Wine growers are used to tough times – but rarely caused by suspicion, and disavowal, of the product itself. That’s a key factor in the struggle right now. Naturally, Brexit, the closing off of the Russian market and decline in the Chinese one haven’t helped. Nor have Trumpian tariffs. Wine growers can’t do much about these. They can, though, resist the contention that their product is somehow suspicious.
Whence French January – and the push back. “Wine drinking in the over-40s is holding up. There are still traditional aficionados of more structured wines. We need to keep them,” says Verdier. “It’s the under-40s who have turned away from wine. Not necessarily from all alcohol, but from wine,” he says. “It’s a balancing act. We must tempt them back.”
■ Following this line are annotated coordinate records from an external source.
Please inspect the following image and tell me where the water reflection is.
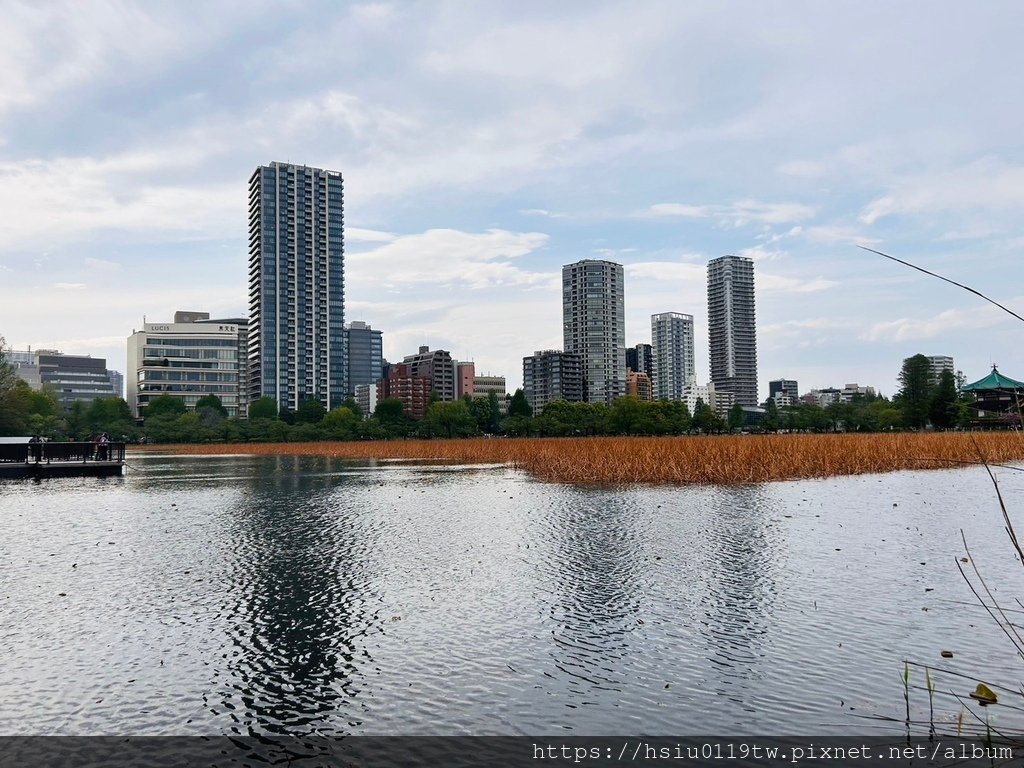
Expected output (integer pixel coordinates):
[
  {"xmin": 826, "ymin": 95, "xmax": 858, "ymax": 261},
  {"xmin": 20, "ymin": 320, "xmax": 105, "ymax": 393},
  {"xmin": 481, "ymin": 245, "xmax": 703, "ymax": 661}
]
[
  {"xmin": 542, "ymin": 492, "xmax": 643, "ymax": 701},
  {"xmin": 207, "ymin": 457, "xmax": 380, "ymax": 736},
  {"xmin": 694, "ymin": 485, "xmax": 781, "ymax": 713}
]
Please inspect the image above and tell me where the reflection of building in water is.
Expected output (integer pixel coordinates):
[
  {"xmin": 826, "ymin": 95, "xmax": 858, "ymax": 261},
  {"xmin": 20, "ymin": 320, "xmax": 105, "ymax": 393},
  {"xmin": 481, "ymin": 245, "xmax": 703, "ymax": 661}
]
[
  {"xmin": 208, "ymin": 457, "xmax": 380, "ymax": 736},
  {"xmin": 694, "ymin": 485, "xmax": 778, "ymax": 707},
  {"xmin": 543, "ymin": 490, "xmax": 646, "ymax": 701}
]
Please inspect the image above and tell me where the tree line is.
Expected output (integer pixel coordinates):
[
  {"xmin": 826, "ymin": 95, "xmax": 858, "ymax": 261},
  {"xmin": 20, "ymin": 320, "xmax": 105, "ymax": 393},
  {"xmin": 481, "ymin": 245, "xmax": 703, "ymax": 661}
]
[{"xmin": 0, "ymin": 337, "xmax": 998, "ymax": 442}]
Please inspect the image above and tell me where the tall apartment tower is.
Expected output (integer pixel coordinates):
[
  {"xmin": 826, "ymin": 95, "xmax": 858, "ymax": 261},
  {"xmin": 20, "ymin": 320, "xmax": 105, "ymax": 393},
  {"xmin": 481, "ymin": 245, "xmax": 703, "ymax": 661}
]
[
  {"xmin": 345, "ymin": 321, "xmax": 384, "ymax": 395},
  {"xmin": 708, "ymin": 256, "xmax": 758, "ymax": 407},
  {"xmin": 249, "ymin": 163, "xmax": 347, "ymax": 410},
  {"xmin": 562, "ymin": 259, "xmax": 626, "ymax": 406},
  {"xmin": 650, "ymin": 312, "xmax": 696, "ymax": 400}
]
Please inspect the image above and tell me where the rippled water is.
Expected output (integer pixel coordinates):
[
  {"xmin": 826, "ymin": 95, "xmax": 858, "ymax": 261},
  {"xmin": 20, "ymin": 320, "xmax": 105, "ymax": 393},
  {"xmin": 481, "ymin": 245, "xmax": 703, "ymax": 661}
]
[{"xmin": 0, "ymin": 454, "xmax": 1024, "ymax": 735}]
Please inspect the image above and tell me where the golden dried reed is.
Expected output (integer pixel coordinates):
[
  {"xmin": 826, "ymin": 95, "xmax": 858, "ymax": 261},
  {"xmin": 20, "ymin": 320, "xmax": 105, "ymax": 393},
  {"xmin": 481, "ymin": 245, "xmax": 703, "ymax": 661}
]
[{"xmin": 154, "ymin": 432, "xmax": 1024, "ymax": 484}]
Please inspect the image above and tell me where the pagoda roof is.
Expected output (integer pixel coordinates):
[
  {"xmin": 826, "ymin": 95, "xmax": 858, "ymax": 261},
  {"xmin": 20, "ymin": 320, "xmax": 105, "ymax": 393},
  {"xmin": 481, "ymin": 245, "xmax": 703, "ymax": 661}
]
[{"xmin": 964, "ymin": 366, "xmax": 1024, "ymax": 392}]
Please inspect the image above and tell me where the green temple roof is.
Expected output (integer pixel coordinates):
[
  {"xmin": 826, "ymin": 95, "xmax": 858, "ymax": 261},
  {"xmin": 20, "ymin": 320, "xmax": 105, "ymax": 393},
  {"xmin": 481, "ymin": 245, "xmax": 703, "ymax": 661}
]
[{"xmin": 964, "ymin": 366, "xmax": 1024, "ymax": 392}]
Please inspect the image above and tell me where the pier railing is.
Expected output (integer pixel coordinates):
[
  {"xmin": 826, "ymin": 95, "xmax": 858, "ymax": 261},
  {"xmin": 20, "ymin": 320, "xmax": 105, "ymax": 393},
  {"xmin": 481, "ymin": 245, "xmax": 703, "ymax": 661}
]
[{"xmin": 0, "ymin": 442, "xmax": 125, "ymax": 464}]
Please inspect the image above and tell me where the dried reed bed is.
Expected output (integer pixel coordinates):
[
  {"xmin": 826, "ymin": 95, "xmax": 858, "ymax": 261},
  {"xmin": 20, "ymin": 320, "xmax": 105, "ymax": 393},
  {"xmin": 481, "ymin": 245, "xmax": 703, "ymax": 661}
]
[{"xmin": 161, "ymin": 432, "xmax": 1024, "ymax": 484}]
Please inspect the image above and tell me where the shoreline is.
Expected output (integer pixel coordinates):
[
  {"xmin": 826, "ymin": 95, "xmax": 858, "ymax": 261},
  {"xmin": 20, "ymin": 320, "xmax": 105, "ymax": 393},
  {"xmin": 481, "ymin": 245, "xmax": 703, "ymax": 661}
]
[{"xmin": 141, "ymin": 432, "xmax": 1024, "ymax": 485}]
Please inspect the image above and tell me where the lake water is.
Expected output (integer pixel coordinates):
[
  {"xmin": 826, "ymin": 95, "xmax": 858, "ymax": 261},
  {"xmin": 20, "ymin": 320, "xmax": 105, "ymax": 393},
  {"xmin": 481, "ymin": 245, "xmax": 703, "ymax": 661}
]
[{"xmin": 0, "ymin": 454, "xmax": 1024, "ymax": 735}]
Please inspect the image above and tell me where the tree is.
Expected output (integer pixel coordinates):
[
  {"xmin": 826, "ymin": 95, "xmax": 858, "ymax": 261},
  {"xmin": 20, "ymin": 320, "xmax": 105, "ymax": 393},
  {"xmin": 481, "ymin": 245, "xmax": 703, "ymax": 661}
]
[
  {"xmin": 928, "ymin": 371, "xmax": 959, "ymax": 429},
  {"xmin": 420, "ymin": 400, "xmax": 476, "ymax": 438},
  {"xmin": 295, "ymin": 397, "xmax": 327, "ymax": 424},
  {"xmin": 0, "ymin": 336, "xmax": 28, "ymax": 435},
  {"xmin": 509, "ymin": 389, "xmax": 534, "ymax": 419},
  {"xmin": 321, "ymin": 406, "xmax": 362, "ymax": 440},
  {"xmin": 249, "ymin": 397, "xmax": 278, "ymax": 419},
  {"xmin": 608, "ymin": 395, "xmax": 644, "ymax": 434},
  {"xmin": 896, "ymin": 354, "xmax": 933, "ymax": 429}
]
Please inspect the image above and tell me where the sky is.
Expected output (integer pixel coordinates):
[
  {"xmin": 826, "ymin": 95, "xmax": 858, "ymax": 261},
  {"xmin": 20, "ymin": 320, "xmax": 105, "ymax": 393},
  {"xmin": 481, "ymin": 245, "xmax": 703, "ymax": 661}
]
[{"xmin": 0, "ymin": 0, "xmax": 1024, "ymax": 397}]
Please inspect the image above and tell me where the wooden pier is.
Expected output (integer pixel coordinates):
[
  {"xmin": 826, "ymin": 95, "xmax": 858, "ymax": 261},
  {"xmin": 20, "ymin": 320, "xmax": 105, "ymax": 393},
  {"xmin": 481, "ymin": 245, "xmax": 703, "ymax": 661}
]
[{"xmin": 0, "ymin": 442, "xmax": 125, "ymax": 479}]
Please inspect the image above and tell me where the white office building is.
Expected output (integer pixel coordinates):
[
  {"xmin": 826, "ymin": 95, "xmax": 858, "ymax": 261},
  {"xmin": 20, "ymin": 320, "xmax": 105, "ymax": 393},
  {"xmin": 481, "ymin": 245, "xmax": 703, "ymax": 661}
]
[{"xmin": 126, "ymin": 322, "xmax": 242, "ymax": 418}]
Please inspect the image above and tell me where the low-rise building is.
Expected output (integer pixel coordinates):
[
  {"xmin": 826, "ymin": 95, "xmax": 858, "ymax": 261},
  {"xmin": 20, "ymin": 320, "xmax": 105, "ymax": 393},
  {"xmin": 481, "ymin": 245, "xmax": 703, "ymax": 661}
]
[
  {"xmin": 126, "ymin": 312, "xmax": 244, "ymax": 418},
  {"xmin": 402, "ymin": 346, "xmax": 457, "ymax": 402},
  {"xmin": 626, "ymin": 368, "xmax": 653, "ymax": 401},
  {"xmin": 522, "ymin": 349, "xmax": 584, "ymax": 414},
  {"xmin": 375, "ymin": 358, "xmax": 436, "ymax": 419}
]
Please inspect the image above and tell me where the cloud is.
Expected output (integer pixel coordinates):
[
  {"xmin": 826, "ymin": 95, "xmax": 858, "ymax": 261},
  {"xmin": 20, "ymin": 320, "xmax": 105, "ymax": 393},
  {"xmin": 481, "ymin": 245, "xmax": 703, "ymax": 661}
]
[
  {"xmin": 640, "ymin": 200, "xmax": 816, "ymax": 227},
  {"xmin": 859, "ymin": 158, "xmax": 1024, "ymax": 224},
  {"xmin": 755, "ymin": 271, "xmax": 839, "ymax": 293},
  {"xmin": 623, "ymin": 261, "xmax": 708, "ymax": 282},
  {"xmin": 860, "ymin": 297, "xmax": 1024, "ymax": 342},
  {"xmin": 345, "ymin": 226, "xmax": 398, "ymax": 243},
  {"xmin": 85, "ymin": 256, "xmax": 124, "ymax": 272},
  {"xmin": 346, "ymin": 229, "xmax": 552, "ymax": 289}
]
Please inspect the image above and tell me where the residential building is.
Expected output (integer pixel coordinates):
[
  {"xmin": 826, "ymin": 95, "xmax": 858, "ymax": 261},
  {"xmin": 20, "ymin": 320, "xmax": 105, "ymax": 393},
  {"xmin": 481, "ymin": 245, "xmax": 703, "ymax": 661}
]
[
  {"xmin": 708, "ymin": 256, "xmax": 758, "ymax": 407},
  {"xmin": 650, "ymin": 312, "xmax": 696, "ymax": 400},
  {"xmin": 800, "ymin": 387, "xmax": 843, "ymax": 408},
  {"xmin": 126, "ymin": 321, "xmax": 245, "ymax": 418},
  {"xmin": 403, "ymin": 346, "xmax": 457, "ymax": 402},
  {"xmin": 928, "ymin": 354, "xmax": 956, "ymax": 384},
  {"xmin": 344, "ymin": 321, "xmax": 384, "ymax": 394},
  {"xmin": 473, "ymin": 376, "xmax": 509, "ymax": 414},
  {"xmin": 354, "ymin": 382, "xmax": 377, "ymax": 419},
  {"xmin": 455, "ymin": 362, "xmax": 476, "ymax": 400},
  {"xmin": 839, "ymin": 384, "xmax": 874, "ymax": 402},
  {"xmin": 249, "ymin": 163, "xmax": 348, "ymax": 410},
  {"xmin": 768, "ymin": 379, "xmax": 800, "ymax": 400},
  {"xmin": 522, "ymin": 349, "xmax": 584, "ymax": 414},
  {"xmin": 626, "ymin": 368, "xmax": 653, "ymax": 401},
  {"xmin": 375, "ymin": 362, "xmax": 432, "ymax": 419},
  {"xmin": 174, "ymin": 311, "xmax": 249, "ymax": 418},
  {"xmin": 626, "ymin": 344, "xmax": 654, "ymax": 383},
  {"xmin": 106, "ymin": 369, "xmax": 125, "ymax": 397},
  {"xmin": 6, "ymin": 347, "xmax": 43, "ymax": 391},
  {"xmin": 562, "ymin": 259, "xmax": 626, "ymax": 406},
  {"xmin": 19, "ymin": 349, "xmax": 121, "ymax": 409},
  {"xmin": 680, "ymin": 382, "xmax": 735, "ymax": 419},
  {"xmin": 473, "ymin": 375, "xmax": 507, "ymax": 400}
]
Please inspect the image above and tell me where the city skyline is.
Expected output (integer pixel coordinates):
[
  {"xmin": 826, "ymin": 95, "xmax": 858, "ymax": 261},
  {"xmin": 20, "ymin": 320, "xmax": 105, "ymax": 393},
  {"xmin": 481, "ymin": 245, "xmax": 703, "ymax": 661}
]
[{"xmin": 0, "ymin": 3, "xmax": 1024, "ymax": 399}]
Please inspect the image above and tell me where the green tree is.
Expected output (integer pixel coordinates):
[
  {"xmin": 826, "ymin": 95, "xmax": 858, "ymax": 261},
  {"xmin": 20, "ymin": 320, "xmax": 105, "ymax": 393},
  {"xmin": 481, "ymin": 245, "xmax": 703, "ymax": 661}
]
[
  {"xmin": 420, "ymin": 400, "xmax": 476, "ymax": 438},
  {"xmin": 321, "ymin": 406, "xmax": 362, "ymax": 440},
  {"xmin": 896, "ymin": 354, "xmax": 934, "ymax": 429},
  {"xmin": 0, "ymin": 336, "xmax": 28, "ymax": 435},
  {"xmin": 928, "ymin": 371, "xmax": 959, "ymax": 429},
  {"xmin": 249, "ymin": 397, "xmax": 278, "ymax": 419},
  {"xmin": 371, "ymin": 397, "xmax": 413, "ymax": 437},
  {"xmin": 509, "ymin": 389, "xmax": 534, "ymax": 419},
  {"xmin": 295, "ymin": 397, "xmax": 327, "ymax": 424},
  {"xmin": 608, "ymin": 395, "xmax": 645, "ymax": 434}
]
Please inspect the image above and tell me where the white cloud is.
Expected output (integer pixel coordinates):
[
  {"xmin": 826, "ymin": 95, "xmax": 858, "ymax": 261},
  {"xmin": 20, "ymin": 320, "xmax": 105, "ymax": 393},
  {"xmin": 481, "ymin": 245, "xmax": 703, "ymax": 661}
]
[
  {"xmin": 860, "ymin": 158, "xmax": 1024, "ymax": 224},
  {"xmin": 345, "ymin": 226, "xmax": 398, "ymax": 243},
  {"xmin": 860, "ymin": 298, "xmax": 1021, "ymax": 342},
  {"xmin": 755, "ymin": 271, "xmax": 839, "ymax": 293},
  {"xmin": 640, "ymin": 200, "xmax": 815, "ymax": 227},
  {"xmin": 346, "ymin": 229, "xmax": 552, "ymax": 289}
]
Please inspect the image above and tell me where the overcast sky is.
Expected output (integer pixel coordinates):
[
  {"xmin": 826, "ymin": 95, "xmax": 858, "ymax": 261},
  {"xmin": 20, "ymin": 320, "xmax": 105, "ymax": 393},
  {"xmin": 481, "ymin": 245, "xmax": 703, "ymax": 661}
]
[{"xmin": 0, "ymin": 0, "xmax": 1024, "ymax": 396}]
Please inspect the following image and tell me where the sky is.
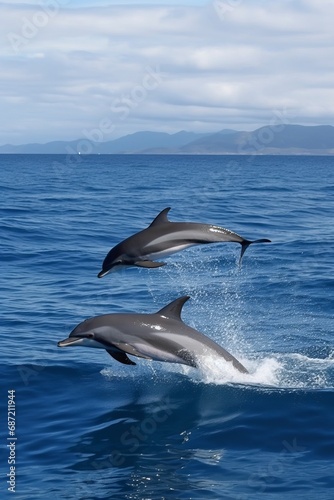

That’s the hill upon which “French January” is fighting. Keep the older drinkers on board while going all out moderation – and innovation – to pull in the next generation. In the Gard, that means a new emphasis on white and rosé wines in a historically red region. Also on non and low-alcohol wines, which we are now obliged to call NoLo. Nationwide, the NoLo market has apparently grown by 22 per cent since 2022. It’s now said to be worth some £265 million.
There’s more. “Cocktails and mocktails,” says Verdier. The Gard now has its own sparkling wine and spritz – bright orange, just like in Italy. The advance on many fronts hasn’t delighted everyone. Obviously not. This is French viticulture. They are a contrary lot. Tell them it’s raining and someone will sue for libel on behalf of the sun. But, says Verdier, the circumstances leave them no choice.
No choice, either, but to go all out on wine tourism. Which, along with drinking as much wine as a God-given constitution can handle, is where we come in. There’s no finer way of getting under the skin of France (or Italy or Spain or Portugal) than travelling the winelands, meeting vignerons and experiencing a sense of centuries – festive, convivial and moving. All wine regions now put on more wine festivals, visits, evening events, dinners and vineyard walks than anyone can reasonably count. I’d say these are more rewarding than sitting around abstemiously.
At the very least, you should have a good time. At best, you’re participating in, and perpetuating, a culture vital to civilisation for the last 8,000 years. In that light, Dry January may appear even more wan than it did before.